Quick overview: what the brain controls in thermoregulation

What are the mechanisms that enable us to cool down using psychology? Your body’s temperature is regulated by the nervous system. The hypothalamus integrates sensory inputs (skin temperature, core sensors) and adjusts effectors: sweating, blood flow to the skin (vasodilation or vasoconstriction), shivering, and behaviour (seek shade, drink). Behavioural cooling (finding shade, removing layers) is the fastest and most reliable. But the brain also modulates autonomic responses — and that’s where psychology comes in. Mental states and cognitive strategies can influence:

a) Peripheral blood flow and skin temperature (hands, feet, face) — through changes in vasodilation/vasoconstriction. Several experiments show mental imagery and hypnotic suggestion can change finger temperature.

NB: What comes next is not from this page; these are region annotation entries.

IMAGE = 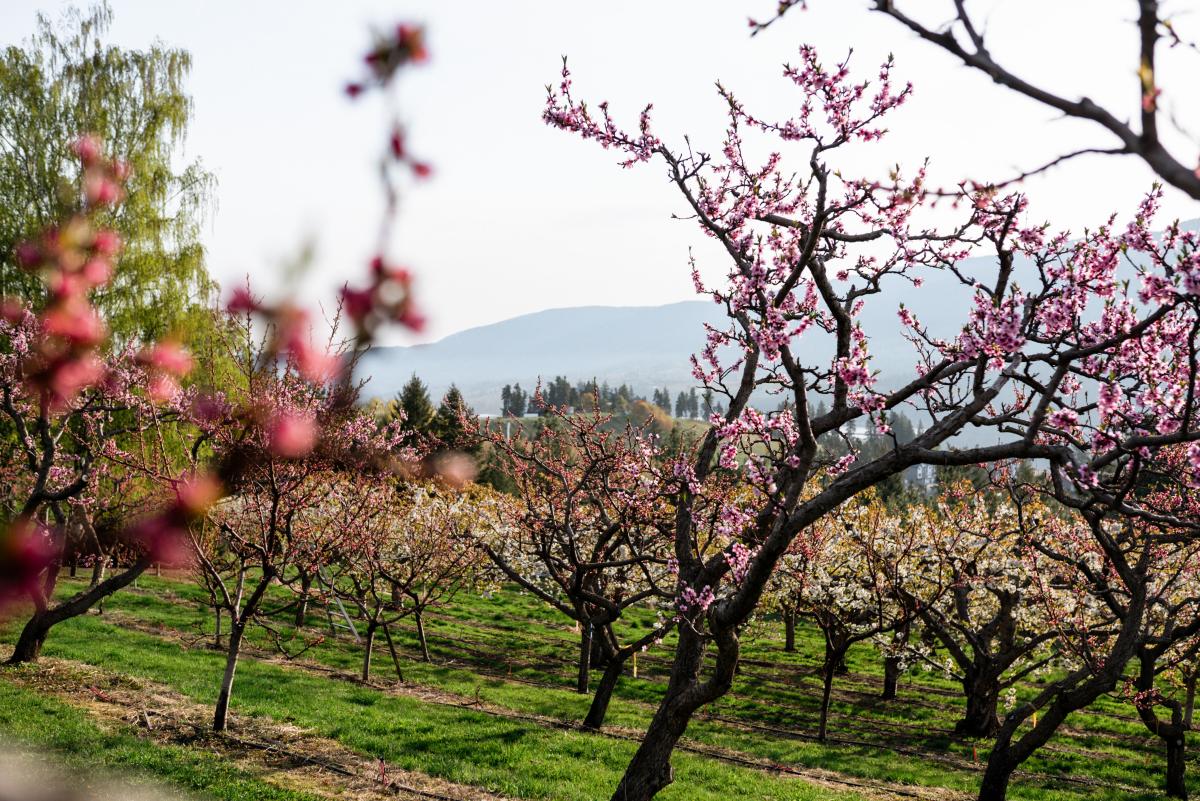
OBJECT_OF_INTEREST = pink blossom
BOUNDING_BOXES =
[268,410,317,459]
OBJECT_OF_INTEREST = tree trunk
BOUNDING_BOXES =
[1183,670,1200,729]
[212,622,246,731]
[1165,731,1188,800]
[880,656,901,700]
[413,609,433,662]
[362,620,376,681]
[817,645,846,742]
[954,673,1000,737]
[8,558,150,664]
[575,621,592,694]
[383,622,404,681]
[295,571,312,628]
[583,654,625,731]
[979,752,1016,801]
[8,612,50,664]
[91,554,108,586]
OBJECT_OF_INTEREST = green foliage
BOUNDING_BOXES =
[395,373,437,434]
[430,384,479,453]
[0,2,215,350]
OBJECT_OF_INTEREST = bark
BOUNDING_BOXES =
[817,644,846,742]
[212,622,246,731]
[583,654,626,731]
[1166,731,1188,800]
[295,571,312,628]
[979,752,1016,801]
[979,584,1146,801]
[1183,671,1200,729]
[1135,649,1189,799]
[575,622,592,695]
[8,556,150,664]
[413,609,433,662]
[880,656,901,700]
[954,671,1000,737]
[362,621,376,681]
[612,627,738,801]
[383,624,404,681]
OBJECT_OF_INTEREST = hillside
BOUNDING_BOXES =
[360,221,1200,414]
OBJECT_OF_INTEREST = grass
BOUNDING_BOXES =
[0,667,319,801]
[2,577,1200,801]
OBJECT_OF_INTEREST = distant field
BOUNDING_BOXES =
[0,577,1185,801]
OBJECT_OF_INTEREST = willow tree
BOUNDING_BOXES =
[0,1,215,345]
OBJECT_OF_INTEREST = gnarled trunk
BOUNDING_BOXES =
[880,656,902,700]
[8,612,53,664]
[575,621,592,694]
[954,670,1000,737]
[212,620,246,731]
[362,620,377,681]
[583,654,626,730]
[413,608,433,662]
[8,556,150,664]
[612,626,738,801]
[817,638,846,742]
[1166,731,1188,799]
[294,571,312,628]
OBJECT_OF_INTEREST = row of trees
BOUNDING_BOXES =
[0,1,1200,801]
[500,375,721,420]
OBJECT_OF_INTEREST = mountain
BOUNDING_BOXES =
[360,221,1198,414]
[361,301,720,414]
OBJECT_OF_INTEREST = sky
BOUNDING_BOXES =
[7,0,1200,344]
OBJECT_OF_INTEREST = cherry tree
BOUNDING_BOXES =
[0,137,192,663]
[330,481,492,681]
[176,326,400,731]
[900,482,1070,737]
[750,0,1200,200]
[793,493,925,742]
[480,407,672,729]
[545,47,1200,801]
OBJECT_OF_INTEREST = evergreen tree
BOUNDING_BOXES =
[430,384,479,453]
[500,384,512,416]
[510,381,529,417]
[396,373,437,434]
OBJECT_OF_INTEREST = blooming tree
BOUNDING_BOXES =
[545,47,1200,801]
[480,407,686,729]
[0,137,190,663]
[793,493,925,742]
[750,0,1200,200]
[900,482,1070,737]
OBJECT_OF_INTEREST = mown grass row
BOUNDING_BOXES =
[16,579,1180,799]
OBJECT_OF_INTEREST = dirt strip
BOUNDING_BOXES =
[106,612,1161,801]
[0,657,505,801]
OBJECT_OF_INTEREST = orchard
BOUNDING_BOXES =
[0,0,1200,801]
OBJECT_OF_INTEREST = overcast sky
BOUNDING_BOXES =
[7,0,1200,342]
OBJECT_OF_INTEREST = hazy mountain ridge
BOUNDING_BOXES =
[359,221,1200,414]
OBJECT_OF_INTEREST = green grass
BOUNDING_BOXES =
[0,609,854,801]
[0,667,320,801]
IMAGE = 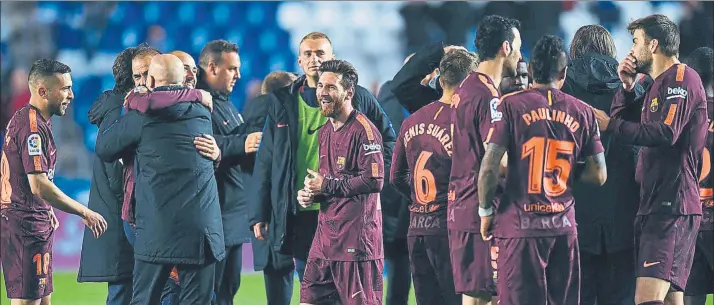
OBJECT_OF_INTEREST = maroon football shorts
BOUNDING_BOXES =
[0,209,54,300]
[449,230,498,295]
[684,231,714,296]
[497,235,580,305]
[407,235,461,305]
[300,258,384,305]
[635,214,701,291]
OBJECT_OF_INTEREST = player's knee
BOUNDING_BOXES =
[462,291,492,305]
[635,277,669,304]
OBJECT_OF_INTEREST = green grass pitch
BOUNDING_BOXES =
[0,272,416,305]
[0,272,714,305]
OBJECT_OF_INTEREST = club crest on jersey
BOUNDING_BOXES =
[27,133,42,156]
[667,87,688,99]
[650,97,659,112]
[489,97,503,123]
[337,157,345,170]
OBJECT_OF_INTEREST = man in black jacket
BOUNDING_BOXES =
[96,55,225,304]
[250,32,396,302]
[562,25,643,305]
[196,40,261,305]
[77,47,136,305]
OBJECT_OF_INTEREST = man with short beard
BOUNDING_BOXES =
[499,58,528,95]
[562,24,644,305]
[297,60,384,305]
[249,32,396,302]
[594,14,707,305]
[0,59,107,305]
[195,40,262,305]
[447,15,521,305]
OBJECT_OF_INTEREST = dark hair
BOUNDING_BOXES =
[570,24,617,59]
[474,15,521,61]
[530,35,568,84]
[198,39,238,69]
[27,58,72,86]
[300,32,332,44]
[112,47,137,93]
[132,42,161,59]
[627,14,679,56]
[318,59,359,89]
[260,71,297,94]
[686,47,714,87]
[439,50,478,88]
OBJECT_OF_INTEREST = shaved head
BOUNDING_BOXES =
[169,50,198,88]
[149,54,185,88]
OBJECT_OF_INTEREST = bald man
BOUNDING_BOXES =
[169,50,198,88]
[96,54,225,305]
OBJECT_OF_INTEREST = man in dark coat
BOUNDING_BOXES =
[77,47,136,305]
[96,55,225,305]
[249,32,396,302]
[562,25,644,305]
[196,40,261,305]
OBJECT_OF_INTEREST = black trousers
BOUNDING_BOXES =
[580,250,636,305]
[384,238,412,305]
[215,244,243,305]
[131,260,216,305]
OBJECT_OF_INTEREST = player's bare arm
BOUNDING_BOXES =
[27,173,107,238]
[580,153,607,185]
[389,131,410,199]
[477,143,506,240]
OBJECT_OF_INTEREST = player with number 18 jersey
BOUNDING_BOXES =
[391,101,461,305]
[0,105,57,300]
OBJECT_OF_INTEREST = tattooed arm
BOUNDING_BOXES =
[477,143,506,209]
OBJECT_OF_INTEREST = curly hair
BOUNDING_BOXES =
[318,59,359,90]
[112,47,137,93]
[474,15,521,61]
[530,35,568,84]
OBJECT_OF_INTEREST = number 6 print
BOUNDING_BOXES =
[414,151,436,205]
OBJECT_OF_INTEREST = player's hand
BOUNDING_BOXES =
[590,107,610,131]
[617,53,637,91]
[253,222,268,240]
[193,134,221,161]
[245,132,263,153]
[198,89,213,112]
[305,168,325,194]
[298,189,315,208]
[50,209,59,230]
[481,215,493,241]
[82,209,107,238]
[124,86,151,107]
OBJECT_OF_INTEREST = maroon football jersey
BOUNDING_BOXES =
[607,64,707,215]
[0,105,57,214]
[447,72,500,233]
[699,97,714,231]
[391,101,453,236]
[491,89,605,238]
[309,110,384,261]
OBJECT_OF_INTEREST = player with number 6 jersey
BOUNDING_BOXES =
[391,49,477,305]
[478,36,607,305]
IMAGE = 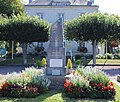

b) Perceived thermal comfort — how warm or cool you feel, even when objective temperature is unchanged. Visual cues, expectations and cognitive appraisals powerfully influence this.

c) Autonomic arousal (sympathetic/parasympathetic balance) — slower breathing and relaxation reduce sympathetic activity (which can otherwise raise skin blood flow and sweating patterns) and lower subjective heat stress.

Important caveat: psychological tools often more reliably change perception and peripheral measures than core body temperature in healthy people in hot environments. Where core temperature shifts have been reported (notably g-tummo meditation), the methods are specialised and combine breathing with imagery and years of practice; those are not quick fixes for heatwaves. Still, for everyday coping, mental techniques can make a big, practical difference to comfort and safety when used alongside physical measures.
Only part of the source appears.